Regardez le p'tit gars de la photo: en voilà un qui pousse la note et fait son boulot. Il ignore le play-back, donne des concerts, s'exprime peu. Tout est dit - et avec talent -dans ses chansons. Et pour le reste, silence radio.
Une espèce en voie de disparition, à l'image du bar-tabac en Luberon. Aujourd'hui, le chanteur confine à l'esprit lucide, au révolté permanent. Qui nous régale de sa logique et de ses raisonnements. A l'heure du jité, il souffre en direct: a) pour les Palestiniens b) pour les rocardiens; c) pour la chanson française.
Le chanteur pense juste. Il vomit le Front national, qui lui « fout la haine ». Déplore la guerre en Yougoslavie, « cette boucherie ». Dégaine son sac de riz siglé Basmati. Il votait naguère pour François Mitterrand et résume le foutoir à l'Est d'un pertinent: « Je crains pour nos nations amies l'exemple du Liban. » Ce joyeux drille choisit toujours le point de vue le plus élevé. Même s'il ne s'agit pas forcément du moins encombré.

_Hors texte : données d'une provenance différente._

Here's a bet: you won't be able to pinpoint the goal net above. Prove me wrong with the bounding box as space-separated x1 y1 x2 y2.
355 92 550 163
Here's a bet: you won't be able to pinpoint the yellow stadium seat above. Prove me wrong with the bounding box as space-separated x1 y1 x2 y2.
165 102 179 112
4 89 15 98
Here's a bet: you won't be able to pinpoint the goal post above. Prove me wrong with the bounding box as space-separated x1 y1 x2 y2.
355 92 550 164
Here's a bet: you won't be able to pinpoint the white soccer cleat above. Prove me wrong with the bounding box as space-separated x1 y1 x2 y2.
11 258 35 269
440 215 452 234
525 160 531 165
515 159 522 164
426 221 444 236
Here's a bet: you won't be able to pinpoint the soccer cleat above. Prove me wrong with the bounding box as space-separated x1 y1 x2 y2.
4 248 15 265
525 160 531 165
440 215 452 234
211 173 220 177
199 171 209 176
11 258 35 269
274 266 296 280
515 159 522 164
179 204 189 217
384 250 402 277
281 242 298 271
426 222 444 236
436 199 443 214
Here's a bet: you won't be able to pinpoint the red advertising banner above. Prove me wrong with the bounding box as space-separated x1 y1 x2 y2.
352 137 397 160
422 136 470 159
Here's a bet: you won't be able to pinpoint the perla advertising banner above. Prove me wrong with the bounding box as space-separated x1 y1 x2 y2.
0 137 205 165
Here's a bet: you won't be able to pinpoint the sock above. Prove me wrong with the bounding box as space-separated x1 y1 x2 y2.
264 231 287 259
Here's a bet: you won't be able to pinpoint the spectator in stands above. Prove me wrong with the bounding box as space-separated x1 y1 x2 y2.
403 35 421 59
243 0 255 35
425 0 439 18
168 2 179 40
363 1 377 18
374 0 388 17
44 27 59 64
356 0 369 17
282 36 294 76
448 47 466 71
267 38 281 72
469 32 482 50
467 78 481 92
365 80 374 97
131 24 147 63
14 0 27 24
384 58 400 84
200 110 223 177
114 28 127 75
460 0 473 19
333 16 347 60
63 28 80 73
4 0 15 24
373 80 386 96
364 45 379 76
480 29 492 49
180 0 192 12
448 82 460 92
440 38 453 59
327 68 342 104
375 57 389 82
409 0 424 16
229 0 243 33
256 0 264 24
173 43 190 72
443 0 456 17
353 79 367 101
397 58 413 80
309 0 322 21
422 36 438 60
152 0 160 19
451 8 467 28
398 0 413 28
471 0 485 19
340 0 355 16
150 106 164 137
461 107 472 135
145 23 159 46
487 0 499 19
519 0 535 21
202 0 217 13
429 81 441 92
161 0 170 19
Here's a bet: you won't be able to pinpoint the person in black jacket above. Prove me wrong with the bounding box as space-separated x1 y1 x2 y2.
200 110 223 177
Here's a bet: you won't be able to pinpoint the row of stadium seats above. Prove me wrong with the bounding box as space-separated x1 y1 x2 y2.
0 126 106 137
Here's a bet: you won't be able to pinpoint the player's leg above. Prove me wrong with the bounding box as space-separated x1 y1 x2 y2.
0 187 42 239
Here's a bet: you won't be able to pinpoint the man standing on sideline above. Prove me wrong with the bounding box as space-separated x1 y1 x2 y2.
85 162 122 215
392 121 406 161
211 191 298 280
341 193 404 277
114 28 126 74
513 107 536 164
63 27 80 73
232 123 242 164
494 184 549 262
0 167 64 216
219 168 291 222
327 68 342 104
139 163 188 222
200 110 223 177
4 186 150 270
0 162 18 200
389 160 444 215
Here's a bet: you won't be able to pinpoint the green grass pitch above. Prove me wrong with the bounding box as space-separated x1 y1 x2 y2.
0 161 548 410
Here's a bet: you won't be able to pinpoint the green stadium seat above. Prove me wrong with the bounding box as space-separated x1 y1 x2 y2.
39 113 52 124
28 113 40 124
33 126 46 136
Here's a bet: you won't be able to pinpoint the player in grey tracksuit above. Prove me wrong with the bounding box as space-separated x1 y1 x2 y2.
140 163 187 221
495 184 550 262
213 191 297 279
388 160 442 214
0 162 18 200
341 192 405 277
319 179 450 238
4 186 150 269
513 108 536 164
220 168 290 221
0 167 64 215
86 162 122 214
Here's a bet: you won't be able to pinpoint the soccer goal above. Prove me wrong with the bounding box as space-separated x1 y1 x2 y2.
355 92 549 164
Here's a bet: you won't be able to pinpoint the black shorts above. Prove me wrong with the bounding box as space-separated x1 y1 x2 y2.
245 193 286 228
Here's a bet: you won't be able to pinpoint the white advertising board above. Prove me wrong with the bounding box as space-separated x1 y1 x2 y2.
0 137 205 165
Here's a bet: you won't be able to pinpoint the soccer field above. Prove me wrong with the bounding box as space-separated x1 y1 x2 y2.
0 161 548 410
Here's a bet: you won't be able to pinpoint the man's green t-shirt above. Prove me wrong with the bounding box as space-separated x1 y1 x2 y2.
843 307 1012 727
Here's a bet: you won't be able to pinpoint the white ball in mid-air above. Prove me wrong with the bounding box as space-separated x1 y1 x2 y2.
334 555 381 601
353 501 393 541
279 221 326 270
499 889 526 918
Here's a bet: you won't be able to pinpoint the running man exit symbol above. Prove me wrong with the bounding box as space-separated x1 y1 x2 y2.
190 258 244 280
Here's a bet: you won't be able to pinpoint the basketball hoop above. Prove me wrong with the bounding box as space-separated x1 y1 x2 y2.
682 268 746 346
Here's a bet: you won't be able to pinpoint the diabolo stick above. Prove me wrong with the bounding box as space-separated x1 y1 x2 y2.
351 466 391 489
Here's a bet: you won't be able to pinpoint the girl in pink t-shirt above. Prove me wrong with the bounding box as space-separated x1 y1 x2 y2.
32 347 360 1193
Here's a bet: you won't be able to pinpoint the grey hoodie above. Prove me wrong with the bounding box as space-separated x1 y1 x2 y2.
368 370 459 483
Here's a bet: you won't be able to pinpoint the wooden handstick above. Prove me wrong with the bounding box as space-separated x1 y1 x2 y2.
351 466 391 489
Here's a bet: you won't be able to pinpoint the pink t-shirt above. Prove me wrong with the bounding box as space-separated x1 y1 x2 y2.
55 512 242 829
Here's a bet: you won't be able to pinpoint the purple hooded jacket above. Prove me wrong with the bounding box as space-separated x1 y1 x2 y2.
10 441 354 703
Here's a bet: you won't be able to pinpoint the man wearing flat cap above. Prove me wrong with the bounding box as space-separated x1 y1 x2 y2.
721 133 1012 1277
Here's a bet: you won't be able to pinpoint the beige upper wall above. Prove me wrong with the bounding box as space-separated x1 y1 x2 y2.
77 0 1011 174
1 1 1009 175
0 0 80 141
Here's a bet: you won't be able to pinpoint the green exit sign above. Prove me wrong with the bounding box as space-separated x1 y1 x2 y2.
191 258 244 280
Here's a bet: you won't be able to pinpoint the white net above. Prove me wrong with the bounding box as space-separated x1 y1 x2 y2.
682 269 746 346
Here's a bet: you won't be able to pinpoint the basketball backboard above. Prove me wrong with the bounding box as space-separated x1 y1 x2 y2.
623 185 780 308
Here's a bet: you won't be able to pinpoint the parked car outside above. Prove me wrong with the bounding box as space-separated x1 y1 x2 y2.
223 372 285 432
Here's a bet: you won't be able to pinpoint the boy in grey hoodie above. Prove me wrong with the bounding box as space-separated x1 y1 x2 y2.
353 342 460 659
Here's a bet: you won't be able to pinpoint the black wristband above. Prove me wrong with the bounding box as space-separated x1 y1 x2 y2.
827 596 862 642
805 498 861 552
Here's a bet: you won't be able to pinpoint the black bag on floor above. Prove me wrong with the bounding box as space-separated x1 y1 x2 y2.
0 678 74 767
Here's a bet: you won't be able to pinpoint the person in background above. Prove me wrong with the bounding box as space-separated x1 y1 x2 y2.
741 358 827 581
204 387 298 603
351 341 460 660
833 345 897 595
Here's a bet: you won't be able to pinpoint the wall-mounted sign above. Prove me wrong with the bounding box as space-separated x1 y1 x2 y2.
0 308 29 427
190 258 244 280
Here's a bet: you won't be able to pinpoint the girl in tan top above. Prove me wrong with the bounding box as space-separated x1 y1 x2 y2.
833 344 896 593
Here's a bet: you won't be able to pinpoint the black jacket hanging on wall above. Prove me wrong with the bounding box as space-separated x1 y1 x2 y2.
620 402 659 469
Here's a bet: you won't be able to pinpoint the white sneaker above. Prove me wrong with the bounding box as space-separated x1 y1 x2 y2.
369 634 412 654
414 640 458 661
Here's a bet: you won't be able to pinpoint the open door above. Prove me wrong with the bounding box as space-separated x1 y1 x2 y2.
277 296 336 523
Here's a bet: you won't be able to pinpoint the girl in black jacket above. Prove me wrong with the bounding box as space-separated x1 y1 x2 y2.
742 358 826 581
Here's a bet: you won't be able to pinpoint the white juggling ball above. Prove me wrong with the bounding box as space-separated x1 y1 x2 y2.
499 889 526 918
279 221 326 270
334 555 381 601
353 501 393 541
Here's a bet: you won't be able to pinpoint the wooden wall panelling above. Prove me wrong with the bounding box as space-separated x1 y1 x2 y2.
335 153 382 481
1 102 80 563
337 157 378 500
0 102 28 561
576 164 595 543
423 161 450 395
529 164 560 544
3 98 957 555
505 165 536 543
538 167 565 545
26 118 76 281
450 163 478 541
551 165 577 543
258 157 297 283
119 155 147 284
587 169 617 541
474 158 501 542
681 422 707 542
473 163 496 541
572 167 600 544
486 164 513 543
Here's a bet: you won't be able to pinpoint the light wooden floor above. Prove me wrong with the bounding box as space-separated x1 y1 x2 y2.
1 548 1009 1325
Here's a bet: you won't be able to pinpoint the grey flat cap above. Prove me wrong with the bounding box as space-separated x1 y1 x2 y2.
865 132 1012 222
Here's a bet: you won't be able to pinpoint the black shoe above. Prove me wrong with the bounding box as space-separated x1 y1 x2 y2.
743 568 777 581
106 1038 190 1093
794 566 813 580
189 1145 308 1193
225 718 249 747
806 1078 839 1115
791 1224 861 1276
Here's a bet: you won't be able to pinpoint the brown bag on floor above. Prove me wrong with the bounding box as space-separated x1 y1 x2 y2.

Cet homme-là s'exalte à tous les combats. Il ne s'épargne pas. Une pétition: où dois-je signer ? Faut-il haranguer trois chalands en faveur des intermittents du spectacle ? Camarades, me voilà. Faut-il discuter des banlieues ? Il grimpe sur le premier tonneau et s'écrie: «Je viens ici soutenir mes frères. » Il gîte dans les beaux quartiers. Ce n'est pas le problème.
Il « comprend » les écologistes, il a défendu « Mastriche ». Il a toujours un fer au chaud. Jure-t-il de ne plus prononcer un mot ? Il le jure à une heure de grande écoute, le dimanche, juste avant le poulet-coquillettes.
Le chanteur ne chante pas toujours. Il pose pour de la mode. Bricole dans la pub. Sur clip, il ne bouge pas les lèvres: il « joue ». Sur scène, il s'économise et déclame. Des textes à consonance poétique, des «Un jour, dans les bas-fonds de Belem », des « Au synthé, mon cousin Jéjé », des « Il se passe quelque chose ce soir, non ? ». Il peut également fondre sur le créneau social, quarante-six minutes montre en main: « J'habite passage de la misère / De notre civilisation la pissotière... » Ça s'appelle du rap.
Doit-on le freiner ? Surtout pas. Furibard à juste titre, courroucé à raison, le chanteur est 100 % français. Un acharné du trépignement éthique. Il a lu « L'Insurgé », de Jules Vallès. Il connaît la musique.